Highlights & Insights¶
- Insights on "High AUROC ≠ Shared Direction": This serves as a significant reminder for the entire probing methodology—linear separability does not imply a single separable direction. This can be generalized to probe studies of other linguistic properties.
- Heterogeneity of Rhetorical Questions: RQs are not a single attribute but span a spectrum from local syntactic markers to global rhetorical strategies, consistent with linguistic theory.
- Asymmetry of Top vs. Bottom: Ranking consistency is higher for info-seeking questions and lower for RQs—suggesting that "non-rhetorical" is relatively homogeneous, whereas "rhetorical" is heterogeneous.
Limitations & Future Work¶
- Experiments were conducted only on two social media datasets, excluding formal styles (e.g., academic papers, news).
- Only linear probes were used; non-linear representational structures were excluded.
- No systematic causal intervention experiments were performed—linear separability does not equal linear controllability.
- Future work should combine Sparse Autoencoders (SAE) or causal intervention methods to verify the causal efficacy of the RQ direction.
Related Work & Insights¶
- vs. Ikumariegbe et al. 2025: They studied RQs within a QA classification framework, focusing on predictive accuracy; this paper delves into the representation level to reveal the directional heterogeneity behind accuracy.

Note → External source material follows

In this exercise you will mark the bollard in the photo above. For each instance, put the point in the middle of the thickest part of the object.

- vs. Marks & Tegmark 2024 (diffMean): This paper uses their diffMean method as one of the baselines but finds that diffMean and trained probe directions are inconsistent, suggesting that while diffMean is simple, it may miss some signals.
- vs. Sparse Autoencoder methods: SAE can decompose activations into interpretable feature directions, which could be used in the future to validate the multi-direction hypothesis found in this study.
Rating¶
- Novelty: ⭐⭐⭐⭐ First systematic analysis of rhetorical question encoding in LLM representations.
- Experimental Thoroughness: ⭐⭐⭐⭐ Comprehensive analysis across multiple probes, models, and metrics.
- Writing Quality: ⭐⭐⭐⭐⭐ Clear logical chain, progressing from phenomena to analysis and qualitative validation.
- Value: ⭐⭐⭐⭐ Insightful for both probing methodology and rhetorical understanding.